While this mess goes on, I still get some words inspirations and made two poems. The first, I called it "The Ballroom" while the second one I called "Avenue 51." Avenue 51 was where my old house lied. I recalled some of the memories there and pinned that down.

My little kitty (well, not really mine but I feed him daily) had disappeared suddenly and we don't know where is he yet. I hope he shows up... alive. Last time I found him out of the house on the floor breathing hardly. He drank a huge amount of water compared to his little size. I hope this won't happen again.

As for now, I don't know when to try to translate the 6th part of the story of Alexander. Just looking at this huge amount of papers makes me shiver and change my mood! Lot of things to do, and my mood (and my power) is not helping at all...




Tuesday, March 17, 2009

Slow Progressing...

After finishing major stuff for work and my online course I might have plenty of time in my hands (neglecting the fact that I didn't work on the Arabic poster that I always wanted to do), but still I can't work on the story... the mood swings take a large portion of my mind.
I tried to write down some words but the story is still in its beginning although I reached 70s in lines' numbers.
The list of games is growing and I can't play them too since there is no mood as well!!!
Thinking of doing a simple homepage for my brother to put his CV on it with some of his work. He might be able to work online as well.
In the same time, I'm still planning to visit the island of Failaka even though I never heard back from those people. At least just to visit the place and change some mood away from the city. I need to get the schedule. It is almost the end of March now and very likely we might go out in April if I was lucky enough! ..... no one is able to get the schedule of the trips to the island and I'm busy here in this office doing stuff and can't leave that long (and if I have the time, no mood too).

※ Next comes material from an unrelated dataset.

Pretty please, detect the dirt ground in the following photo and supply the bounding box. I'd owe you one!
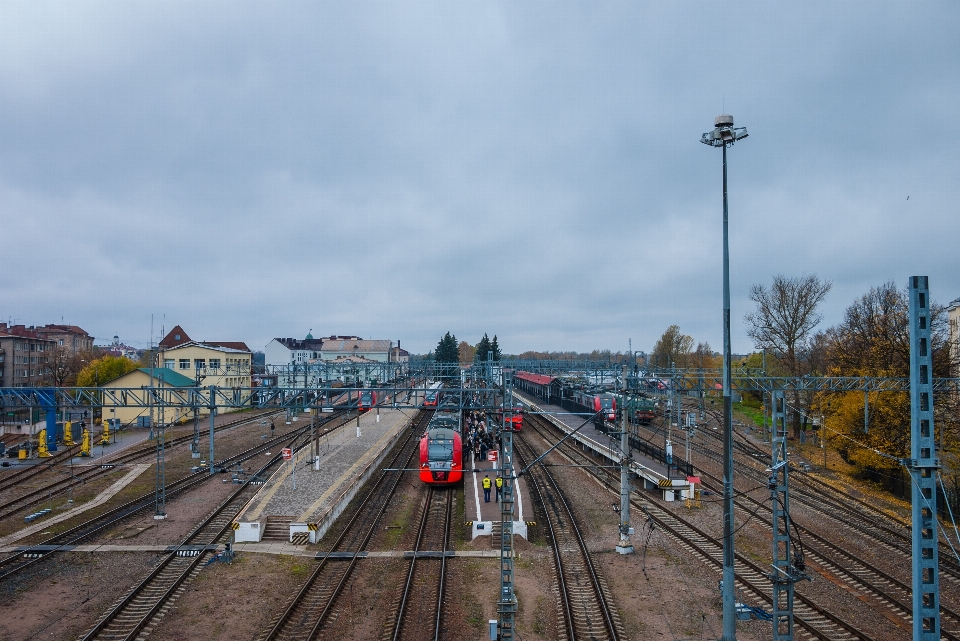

You might be surprised to see me talk about my mood all the time but, this is my main problem. Everything is controlled by my mood. I can't enhance that, and everytime I try to do so I just fail again and again! What to do if you have a noisy home in the first place and surrounded by people that look at you as an alien?

Well, Beannacht Lá Fhéile Pádraig everyone, Happy St. Patrick Day (nope I don't celebrate it!).